Tournez manèges

Son bolide rutilant venait de stopper en plein milieu de la piste et ses lumières s’étaient éteintes. Pas le sien à elle et il la voyait virevolter autour de lui, esquivant avec grâce les autres véhicule. Mais il ne voulait pas en rester là. Hélas, il n’avait plus le moindre jeton en poche et le forain lui avait fait signe de céder sa place et de gagner le bord, côté caisse, au plus vite. Il s’était exécuté à contre cœur.

Que faire en attendant qu’elle finisse son tour ? Un stand de tir venait de se libérer juste à côté. Il pouvait faire un carton vite fait. Et comme il n’était pas maladroit à cet exercice il gagnerait sûrement une bricole à lui offrir. La carabine était parfaitement déréglée comme elles l’étaient toutes dans ce genre d’endroit alors il avait loupé son premier tir. Mais il s’était vite adapté et avait mis dans le mille pour les quatre restants. De sorte qu’il était parti la rejoindre avec un énorme chien dans les bras. Elle avait battu des mains, enchantée, en voyant la peluche et s’était mise à esquisser quelques pas de danse avec ce nouveau compagnon.

Il l’avait regardée faire,subjugué par la fraîcheur qui émanait d’elle.
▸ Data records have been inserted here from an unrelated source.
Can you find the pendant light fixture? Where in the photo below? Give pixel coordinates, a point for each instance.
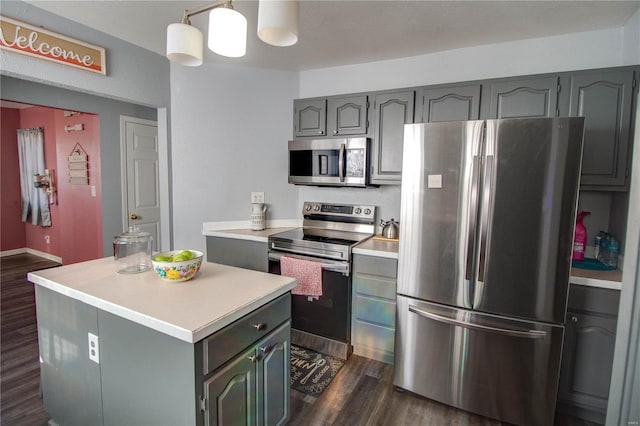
(277, 25)
(278, 22)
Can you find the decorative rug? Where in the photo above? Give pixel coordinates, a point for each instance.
(312, 371)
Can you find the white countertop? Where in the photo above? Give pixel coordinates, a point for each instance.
(389, 249)
(190, 311)
(246, 234)
(379, 248)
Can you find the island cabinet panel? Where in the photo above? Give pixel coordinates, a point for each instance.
(605, 99)
(309, 117)
(374, 307)
(453, 103)
(245, 254)
(527, 97)
(347, 115)
(391, 111)
(252, 388)
(147, 376)
(587, 354)
(69, 381)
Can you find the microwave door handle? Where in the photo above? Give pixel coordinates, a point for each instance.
(341, 162)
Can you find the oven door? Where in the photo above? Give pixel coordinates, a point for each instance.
(330, 162)
(330, 315)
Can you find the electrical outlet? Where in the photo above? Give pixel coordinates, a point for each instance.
(94, 348)
(257, 197)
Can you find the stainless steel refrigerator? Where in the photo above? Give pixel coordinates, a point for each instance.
(487, 217)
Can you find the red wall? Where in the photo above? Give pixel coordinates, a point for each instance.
(76, 231)
(12, 234)
(44, 117)
(81, 224)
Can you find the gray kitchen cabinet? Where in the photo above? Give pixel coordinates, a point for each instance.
(452, 103)
(587, 354)
(309, 117)
(145, 377)
(347, 115)
(604, 98)
(391, 111)
(247, 254)
(523, 97)
(374, 307)
(253, 387)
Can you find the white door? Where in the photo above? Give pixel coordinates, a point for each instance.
(141, 186)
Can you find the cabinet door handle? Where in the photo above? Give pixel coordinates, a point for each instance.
(265, 350)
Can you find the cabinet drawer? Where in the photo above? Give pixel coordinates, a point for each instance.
(373, 265)
(232, 339)
(372, 335)
(374, 286)
(377, 311)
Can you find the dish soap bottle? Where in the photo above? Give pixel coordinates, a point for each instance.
(579, 237)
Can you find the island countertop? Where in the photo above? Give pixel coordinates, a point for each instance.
(190, 311)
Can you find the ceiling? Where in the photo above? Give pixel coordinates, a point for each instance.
(344, 32)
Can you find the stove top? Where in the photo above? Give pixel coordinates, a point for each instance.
(329, 230)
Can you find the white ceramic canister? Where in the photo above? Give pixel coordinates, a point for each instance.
(258, 216)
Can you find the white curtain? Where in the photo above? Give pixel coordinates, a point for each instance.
(35, 201)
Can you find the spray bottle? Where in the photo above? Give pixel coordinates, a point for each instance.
(580, 237)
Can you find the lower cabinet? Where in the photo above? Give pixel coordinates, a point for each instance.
(246, 368)
(245, 254)
(374, 307)
(253, 388)
(587, 355)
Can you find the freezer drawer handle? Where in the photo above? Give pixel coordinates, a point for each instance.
(531, 334)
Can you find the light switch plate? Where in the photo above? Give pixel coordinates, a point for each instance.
(257, 197)
(94, 348)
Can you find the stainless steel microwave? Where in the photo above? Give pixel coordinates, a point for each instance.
(329, 162)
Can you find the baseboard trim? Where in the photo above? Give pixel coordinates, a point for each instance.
(34, 252)
(12, 252)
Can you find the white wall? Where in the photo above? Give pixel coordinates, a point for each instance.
(631, 43)
(570, 52)
(230, 126)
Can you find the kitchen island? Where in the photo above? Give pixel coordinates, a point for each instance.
(133, 349)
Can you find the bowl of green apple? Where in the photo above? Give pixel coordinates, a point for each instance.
(177, 265)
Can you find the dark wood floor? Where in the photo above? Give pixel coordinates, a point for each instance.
(20, 402)
(361, 394)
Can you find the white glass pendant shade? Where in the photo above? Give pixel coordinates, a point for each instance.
(278, 22)
(185, 44)
(227, 32)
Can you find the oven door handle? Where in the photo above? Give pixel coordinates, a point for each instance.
(327, 265)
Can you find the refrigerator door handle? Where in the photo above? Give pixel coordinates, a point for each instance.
(529, 334)
(472, 224)
(484, 221)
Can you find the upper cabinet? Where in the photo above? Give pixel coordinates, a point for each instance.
(309, 117)
(347, 115)
(527, 97)
(448, 104)
(391, 111)
(332, 116)
(604, 98)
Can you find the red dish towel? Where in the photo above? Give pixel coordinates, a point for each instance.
(307, 272)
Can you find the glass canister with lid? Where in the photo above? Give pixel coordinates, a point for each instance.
(132, 251)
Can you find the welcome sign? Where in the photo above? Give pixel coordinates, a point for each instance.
(32, 41)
Elle allait entrer à l’Université dans un mois mais elle n’avait pas perdu son âme d’enfant. Il aimait ça et n’avait pas su lui dire non quand, passant devant un marchand de barbe à papa, elle lui en avait demandé une. C’est quand il avait regardé sa bouche plonger dans la douceur neigeuse du sucre filé que de drôles d’idées lui étaient venues. Et puis elle avait levé les yeux. Et son regard était devenu beaucoup moins innocent. Elle n’avait plus rien d’enfantin et ça l’avait troublé un peu plus. Une sorte de tension sensuelle venait de s’établir entre eux.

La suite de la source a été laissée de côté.